Austrian administration violates due process rights of Roma

15 July 1999

The Vienna-based non-governmental organisation Romano Centro reported on June 10 to the ERRC that despite three years of lobbying efforts, two cases first brought to the attention of the ERRC in 1996 remain unresolved.

One of the two cases involves a Romani couple from Yugoslavia named Violeta and Nicola Jevremovic whose flat in Vienna was stormed by an Austrian riot squad in April 1996 after Nicola evaded arrest for a parking violation. In the course of the raid, officers beat Nicola and Violeta and detained them both, leaving their three children alone in the flat overnight (see ERRC country report Divide and Deport: Roma and Sinti in Austria, pp. 32-38). Nicola was later given a suspended sentence for resisting arrest and Violeta, who had not been present at the scene of the original incident, was given a suspended sentence for „suspicion of resisting arrest" (see „Snapshots from Around Europe", Roma Rights, Autumn 1996).

With the assistance of the ERRC, Romano Centro and local counsel, the couple filed complaints against the officers concerned for abuse of power. In November 1996, an Austrian administrative court rejected the complaint on a technicality. In October 1997, a higher instance administrative court returned the case to the lower court and ordered it to rule in the case, finding that in its original decision, the court had exercised „arbitrariness" (see „Snapshots from Around Europe", Roma Rights, Winter 1998). On November 4, 1998, local counsel filed a complaint at the higher instance administrative court, protesting the continued lack of a ruling by the court. On June 9, 1999, counsel received a decision of the higher instance court, ordering the lower court to rule „within three months". The lower court has reportedly conducted numerous hearings and has scheduled further hearings, including a reconstruction of the event at the Jevremovic flat. The presiding judge reportedly has a reputation for not issuing rulings against police officers.

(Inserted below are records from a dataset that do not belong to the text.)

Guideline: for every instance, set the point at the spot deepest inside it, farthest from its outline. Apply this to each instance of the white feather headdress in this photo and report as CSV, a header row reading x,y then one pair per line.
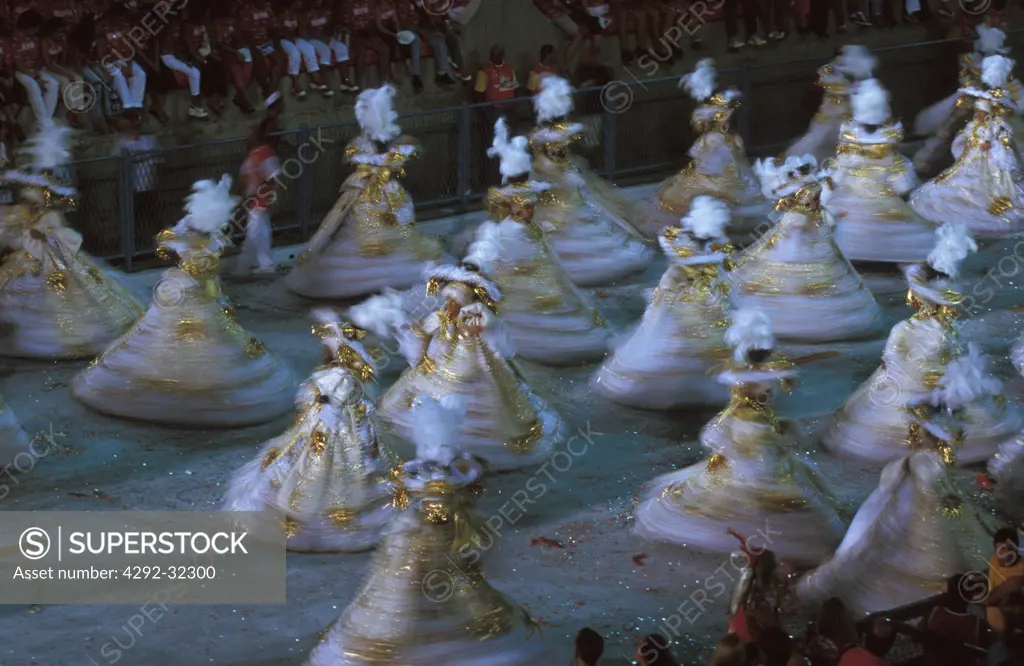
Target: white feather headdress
x,y
966,380
708,218
435,428
870,102
49,148
380,314
990,40
953,244
332,333
701,82
857,61
995,71
375,112
751,329
514,158
210,205
554,100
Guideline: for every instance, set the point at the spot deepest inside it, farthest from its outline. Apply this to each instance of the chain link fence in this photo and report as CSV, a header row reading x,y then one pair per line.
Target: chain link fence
x,y
127,200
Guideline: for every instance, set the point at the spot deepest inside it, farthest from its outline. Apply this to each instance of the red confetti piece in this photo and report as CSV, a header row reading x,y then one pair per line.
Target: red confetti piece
x,y
545,541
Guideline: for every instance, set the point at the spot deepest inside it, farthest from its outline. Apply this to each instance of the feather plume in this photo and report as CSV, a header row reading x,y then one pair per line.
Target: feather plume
x,y
375,112
953,244
513,155
990,40
932,119
210,205
857,61
967,379
708,218
435,428
995,71
751,330
554,100
336,383
870,102
380,314
49,149
701,82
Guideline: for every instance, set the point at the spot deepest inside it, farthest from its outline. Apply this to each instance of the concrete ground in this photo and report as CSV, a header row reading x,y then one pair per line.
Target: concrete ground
x,y
590,571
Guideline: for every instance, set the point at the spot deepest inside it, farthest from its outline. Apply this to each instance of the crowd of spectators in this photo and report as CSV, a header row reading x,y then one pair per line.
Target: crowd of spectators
x,y
975,620
60,57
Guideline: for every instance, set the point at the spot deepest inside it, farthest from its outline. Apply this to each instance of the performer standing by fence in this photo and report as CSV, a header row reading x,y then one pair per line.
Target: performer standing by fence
x,y
258,170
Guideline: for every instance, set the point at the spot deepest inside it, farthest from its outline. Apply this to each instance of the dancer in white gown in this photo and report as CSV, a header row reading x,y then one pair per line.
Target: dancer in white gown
x,y
871,425
854,64
327,476
369,240
462,349
589,233
13,440
984,188
944,120
718,164
548,320
55,300
797,274
666,361
187,362
423,604
872,221
752,481
911,534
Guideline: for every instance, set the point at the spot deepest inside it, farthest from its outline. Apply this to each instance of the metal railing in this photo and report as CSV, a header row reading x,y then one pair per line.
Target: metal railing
x,y
641,140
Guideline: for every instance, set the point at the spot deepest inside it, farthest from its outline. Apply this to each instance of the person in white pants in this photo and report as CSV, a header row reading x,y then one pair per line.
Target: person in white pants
x,y
301,52
130,89
195,78
43,92
258,173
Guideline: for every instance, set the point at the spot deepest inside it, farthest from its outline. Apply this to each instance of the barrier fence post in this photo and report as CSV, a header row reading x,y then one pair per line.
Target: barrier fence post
x,y
609,132
464,148
744,110
304,203
126,206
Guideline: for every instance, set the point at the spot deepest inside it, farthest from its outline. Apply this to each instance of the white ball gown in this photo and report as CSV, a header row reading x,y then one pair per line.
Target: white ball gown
x,y
423,602
547,319
984,188
871,425
13,440
836,79
666,362
187,362
718,165
751,483
912,533
595,248
462,350
327,476
872,221
798,274
55,301
369,240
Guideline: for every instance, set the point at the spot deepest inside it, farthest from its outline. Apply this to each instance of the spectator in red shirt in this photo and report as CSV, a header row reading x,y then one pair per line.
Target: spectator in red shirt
x,y
26,51
299,51
558,13
543,68
363,26
235,56
258,25
949,626
497,80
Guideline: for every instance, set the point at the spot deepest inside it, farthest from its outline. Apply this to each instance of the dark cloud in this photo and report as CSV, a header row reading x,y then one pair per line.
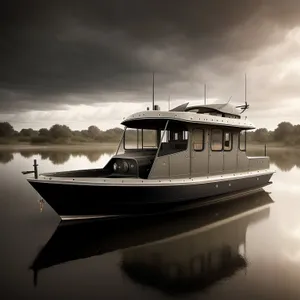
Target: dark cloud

A second outstanding case still without resolution concerns a Romani woman named Maria Pascher who was born in 1963 in Austria. Her mother was a Romani woman who fled Hungary in the wake of the 1956 uprising against the Communist regime and the subsequent Warsaw Pact invasion of Hungary. In 1990, Ms Pascher was stripped of legal status in Austria when authorities revoked the validity of the so-called „convention passports" issued to Hungarian refugees and their offspring. Ms Pascher was previously married to an Austrian citizen and has four children, all of whom are Austrian citizens.

The ERRC first reported the case in September 1996 (see ERRC Country Report Divide and Deport: Roma and Sinti in Austria, pp. 28-30). According to Romano Centro, however, Ms Pascher still has not been issued Austrian citizenship. Austrian authorities have reportedly told her that they cannot confirm that she is not a Hungarian citizen, and therefore are unable to issue her with Austrian citizenship. According to Romano Centro, Austrian authorities reported that Hungarian authorities not only could find no administrative trace of Ms Pascher, but were also unable to locate any records pertaining to her mother. Rather than issue citizenship at that point, however, Magistrate's Department 61, the office responsible for citizenship in Austria, decided to lodge a second request for records pertaining to Ms Pascher with Hungarian authorities. After Romano Centro protested the second request, officials at Magistrate's Department 61 agreed not to wait for a response from the Hungarian authorities, but proceed with her application. However, they have reportedly requested that Ms Pascher submit documents proving her income, suggesting that they regard Ms Pascher as a foreigner applying for citizenship through naturalisation and that the fact of her birth in Austria is entirely irrelevant to the case.